Jak przyjmujemy te słowa Chrystusa? Czy wywołują w nas niepokój? Czy lękamy się, że nasz Pan chce nam zabrać coś, co kochamy lub, że nie da nam tego, czego bardzo pragniemy?

Podobnie jak Demas, każdy z nas chce, aby jego życie było szczęśliwe. I mamy własne wyobrażenie o tym szczęściu, własną wizję życia. Dobre warunki materialne, sukces w nauce i w pracy, wspaniała rodzina, przyjaciele, fascynujące hobby, podróże, zdrowie, odpowiednia pozycja społeczna...

Zmiany, jakie zaszły w naszym kraju w ciągu ostatnich lat, pozwoliły nam zobaczyć, czym zajmują i cieszą się ludzie na całym świecie. I uwierzyliśmy, że również my możemy to wszystko osiągnąć. Z jednej strony zdajemy sobie sprawę z tego, że w swoim życiu powinniśmy się kierować Bożym Słowem. Z drugiej strony pragniemy odebrać z tego życia jak najwięcej. I niejednokrotnie dostrzegamy, że kochamy nasze życie, że przy najmniej podświadomie staramy się zachować je dla siebie. W rezultacie nasza filozofia życiowa jest jakąś próbą połączenia chrześcijaństwa z epikureizmem: usiłujemy realizować własne cele, plany i marzenia, starając się jednocześnie przestrzegać Bożych przykazań.

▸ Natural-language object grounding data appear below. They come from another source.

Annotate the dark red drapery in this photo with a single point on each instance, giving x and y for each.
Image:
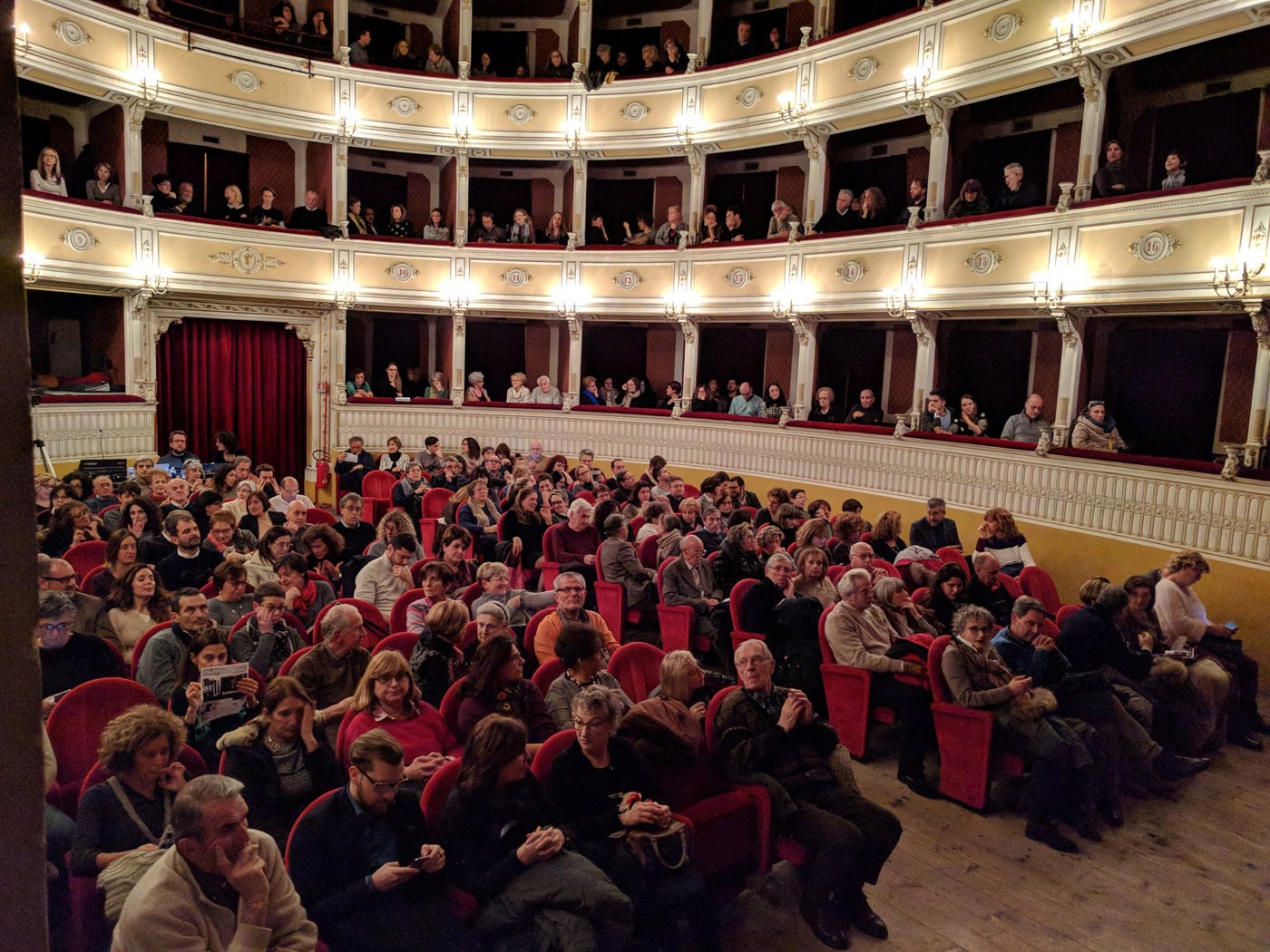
(247, 377)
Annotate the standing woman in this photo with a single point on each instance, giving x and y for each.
(101, 188)
(47, 174)
(209, 649)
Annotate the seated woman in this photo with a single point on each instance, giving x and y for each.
(1096, 429)
(1056, 754)
(1000, 536)
(281, 759)
(969, 200)
(946, 596)
(266, 640)
(480, 516)
(810, 580)
(121, 555)
(231, 599)
(518, 605)
(132, 809)
(503, 844)
(209, 649)
(592, 781)
(581, 650)
(259, 565)
(435, 659)
(387, 697)
(497, 685)
(136, 603)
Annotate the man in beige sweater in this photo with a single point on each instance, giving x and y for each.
(860, 636)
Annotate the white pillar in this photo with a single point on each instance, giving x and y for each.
(1091, 124)
(937, 171)
(133, 183)
(1260, 386)
(1069, 372)
(923, 367)
(803, 365)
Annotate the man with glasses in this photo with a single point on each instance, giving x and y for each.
(771, 735)
(67, 659)
(571, 592)
(364, 866)
(60, 575)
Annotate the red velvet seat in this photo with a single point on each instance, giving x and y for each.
(967, 762)
(847, 691)
(638, 668)
(1038, 583)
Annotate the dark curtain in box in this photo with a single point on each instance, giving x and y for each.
(248, 377)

Taka postawa jest błędna i wynika z dwóch powodów. Po pierwsze - z nieznajomości lub lekceważenia Pisma Świętego, które wyraźnie przestrzega przed jej zgubnymi skutkami. Po drugie - z braku wiary w Bożą moc i dobroć; w to, że On wie, co jest dla nas najlepsze i pragnie nam to dać.

„Kto miłuje życie swoje, utraci je"

Chrystus powiedział, że „kto miłuje życie swoje, utraci je"; że próba zachowania życia dla siebie prowadzi do jego utraty. Tych, którzy starają się wziąć z życia jak najwięcej dla siebie, maksymalnie wykorzystać możliwości, jakie stwarza człowiekowi świat, ostrzegał: „Cóż pomoże człowiekowi, choćby cały świat pozyskał, jeśli siebie samego zatraci?". I posunął się jeszcze dalej mówiąc, iż nie może być Jego uczniem człowiek, który nie ma w nienawiści swego życia oraz nie wyrzeknie się wszystkiego, co ma . Oczekuje więc od swoich uczniów, że będzie dla nich najważniejszy. Że będą Go miłować tak bardzo, iż w porównaniu do tej miłości ich uczucia do najbliższych, a nawet do siebie samych, będą jak nienawiść. Że dla Niego wyrzekną się realizacji osobistych planów, wizji, marzeń, słowem - wszystkiego. Że ich życie utraci dla nich wartość na Jego rzecz, a pełnienie Jego woli stanie się ich pokarmem:

„Kto chce pójść za mną, niechaj się zaprze samego siebie, bierze krzyż swój..."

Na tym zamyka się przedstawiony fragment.